While music is a constant in people’s lives, the album era is all but gone and shuffle play has become the intermingled soundtrack to all manner of other activities. Great albums are still being made (or, in some cases, reissued), but they are quite easily missed. Here then are some gift suggestions for your musically inclined friends and family who may have been distracted when these all quietly landed in whatever is left of the marketplace.
At the top of the list is Ry Cooder’s Pull Up Some Dust and Sit Down (Nonesuch). Even erstwhile Cooder fans didn’t seem to know about this one. He revitalized and expanded his recording career over the past half-dozen years with a trilogy of albums that found him, for the first time, flexing his muscles as a songwriter. Having been a great interpreter of songs composed over the past century, he learned his lessons well. With this year’s release he’s brought forth a formidable set of protest songs. They’re rich with character; he’s pulling no punches as an armless soldier ponders an empty Christmas, or a high roller wonders how he’ll get by without his maid. Potent stuff, and some richly supple playing with his usual gang of musical cohorts.
With his Yo Miles! Ensemble, Wadada Leo Smith released two double albums (Sky Garden is 2004, Upriver in 2005) devoted to Miles Davis’ ’70s funk-based music. Heart’s Reflections (Cuneiform) is the second with his band Organic. The extended pieces are comprised of far brighter colors than what Davis was creating 40 years ago. It’s a rich tapestry of electric guitars (including the legendary Michael Gregory), keyboards and bass, drums (Pheeroan akLaff), saxophones and a violin on a few, and Smith’s stunning trumpet throughout.
Ray Bonneville’s Bad Man’s Blood (Red House) is a new peak in his 30-year career. Born in Canada and living in Texas, he writes rich vignettes suffused with the stuff of life: love, regret, hope, and loss. One cannot listen to this album’s “River John” and be unmoved. The performances are built around his acoustic guitar, his tapping foot and some judiciously deployed accompaniment by sympathetic players.
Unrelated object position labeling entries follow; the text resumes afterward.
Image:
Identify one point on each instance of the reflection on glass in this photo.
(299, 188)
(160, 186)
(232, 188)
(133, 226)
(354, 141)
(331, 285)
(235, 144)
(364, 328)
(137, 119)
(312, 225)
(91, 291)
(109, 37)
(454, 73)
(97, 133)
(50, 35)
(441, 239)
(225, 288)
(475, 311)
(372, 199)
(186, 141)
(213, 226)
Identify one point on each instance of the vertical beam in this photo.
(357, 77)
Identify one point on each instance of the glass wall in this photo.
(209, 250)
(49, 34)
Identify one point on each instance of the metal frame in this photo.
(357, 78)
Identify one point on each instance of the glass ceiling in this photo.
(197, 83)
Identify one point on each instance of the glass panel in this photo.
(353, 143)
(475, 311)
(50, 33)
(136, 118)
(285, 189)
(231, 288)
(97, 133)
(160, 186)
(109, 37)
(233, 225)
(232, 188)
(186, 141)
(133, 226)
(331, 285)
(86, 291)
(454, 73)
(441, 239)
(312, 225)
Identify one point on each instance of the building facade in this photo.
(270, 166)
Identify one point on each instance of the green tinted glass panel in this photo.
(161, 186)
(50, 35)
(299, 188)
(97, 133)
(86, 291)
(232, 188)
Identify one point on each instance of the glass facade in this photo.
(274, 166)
As with Greg Brown and Chris Smither, Bonneville doesn’t fit easily into categories, being neither folk nor blues, but falling into both those camps, while always delivering with a soulful honesty.
On the reissue front are an important pair by country soul songwriters. Harlan County by Jim Ford (Light in the Attic) was released in 1969. Sly Stone called Ford “the baddest white man on the planet,” and there is quite a tale to read, but suffice to say songs and performances of this caliber were never going to go away. A contemporary reference point of sorts would be the stripped-down approach that Nick Lowe has adopted over the past 20 years of his career. Bobby Charles achieved greater success as a songwriter during his life than did Ford, but he also released a singular classic. Now expanded to a three-disc set, Bobby Charles (Rhino Handmade) contains the perfect original album along with a couple dozen additional numbers, demos and other fully recorded songs. People often already know his songs without knowing his name (“Tennessee Blues,” “Small Town Talk, “Walking to New Orleans,” “See You Later, Alligator”), or may remember his appearance with the Band in their Last Waltz.